You’d think owning a private hospital would be a licence to print money. There are certainly a number of favourable underlying drivers for private hospital operators in Australia — not least the ageing population — resulting in increasing service volumes per person.
Extended lifespans and improving medical treatments ensure more services are demanded by each person now and in the longer term.
And while much is made of the pressure on private health insurance and possible reforms to healthcare, the bottom line seems to be that fiscal constraints on governments limit their ability to meet increasing healthcare needs through the public system. So despite the inevitable fits and starts, the long-term prospects for HSO and other private hospital operators such as Ramsay Healthcare and Sonic Healthcare offer organic growth rates above GDP.
Of course, those fits and starts can have significant implications for share prices in the interim.
Witness the near 30 per cent share price decline in Healthscope, in just a few days last September, when the company announced a soft September quarter of volumes, forcing investors to reappraise previous estimates of 10 per cent annual EBITA growth.
What’s more, slowing volume growth in hospitals, as illustrated in the quarterly APRA data and monthly Medical Benefits Schedule statistics is the result of a number of factors.

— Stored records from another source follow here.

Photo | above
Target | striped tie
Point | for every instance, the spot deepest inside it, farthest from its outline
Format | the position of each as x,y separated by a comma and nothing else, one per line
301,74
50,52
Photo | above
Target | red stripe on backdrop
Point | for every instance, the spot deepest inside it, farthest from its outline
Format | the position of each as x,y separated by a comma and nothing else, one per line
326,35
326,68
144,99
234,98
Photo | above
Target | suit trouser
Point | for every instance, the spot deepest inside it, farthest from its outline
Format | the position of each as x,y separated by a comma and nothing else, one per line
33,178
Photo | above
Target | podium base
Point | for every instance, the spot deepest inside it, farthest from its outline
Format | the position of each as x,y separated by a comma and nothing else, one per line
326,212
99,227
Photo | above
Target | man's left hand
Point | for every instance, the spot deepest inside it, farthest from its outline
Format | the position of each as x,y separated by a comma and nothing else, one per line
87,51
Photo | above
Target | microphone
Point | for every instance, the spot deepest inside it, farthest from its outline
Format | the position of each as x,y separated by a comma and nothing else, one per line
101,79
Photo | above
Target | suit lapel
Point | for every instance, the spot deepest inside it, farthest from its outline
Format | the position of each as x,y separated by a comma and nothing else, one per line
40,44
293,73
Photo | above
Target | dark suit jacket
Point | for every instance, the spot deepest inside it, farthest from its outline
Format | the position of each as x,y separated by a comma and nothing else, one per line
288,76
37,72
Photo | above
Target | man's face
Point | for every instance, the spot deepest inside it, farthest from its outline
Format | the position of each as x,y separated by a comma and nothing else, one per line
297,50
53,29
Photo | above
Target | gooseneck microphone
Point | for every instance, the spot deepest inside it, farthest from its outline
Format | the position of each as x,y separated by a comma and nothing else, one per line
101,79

First, there has been a slowing in the growth of the number of people opting for private health insurance thanks to premium increases of 5-8 per cent a year. Private health insurance is the primary base of people from which private hospitals services (separations) are demanded.
Second, our private health insurance system is based on what is known as the Community Rating System, which seeks to provide affordable insurance for anyone, irrespective of age. But young people have worked out they aren’t getting value for money when subsidising the premiums of older members and are opting out. This puts pressure on insurers through high claims growth rates.
Private hospitals are also casualties in the trend that sees public hospitals being ordered by their respective state governments to put pressure on patients to claim on their private health insurance for services. State governments are in effect enhancing their federal government MBS revenues at the expense of private health insurers and directly competing with private hospitals for private hospital patients. This is despite private health insured patients receiving the same service as any other public patient.
This adds to the claims cost base of the private health insurance sector — such as Medibank Private and Australian Unity — which needs to be recouped as higher premiums, rendering private cover less affordable and resulting in higher churn.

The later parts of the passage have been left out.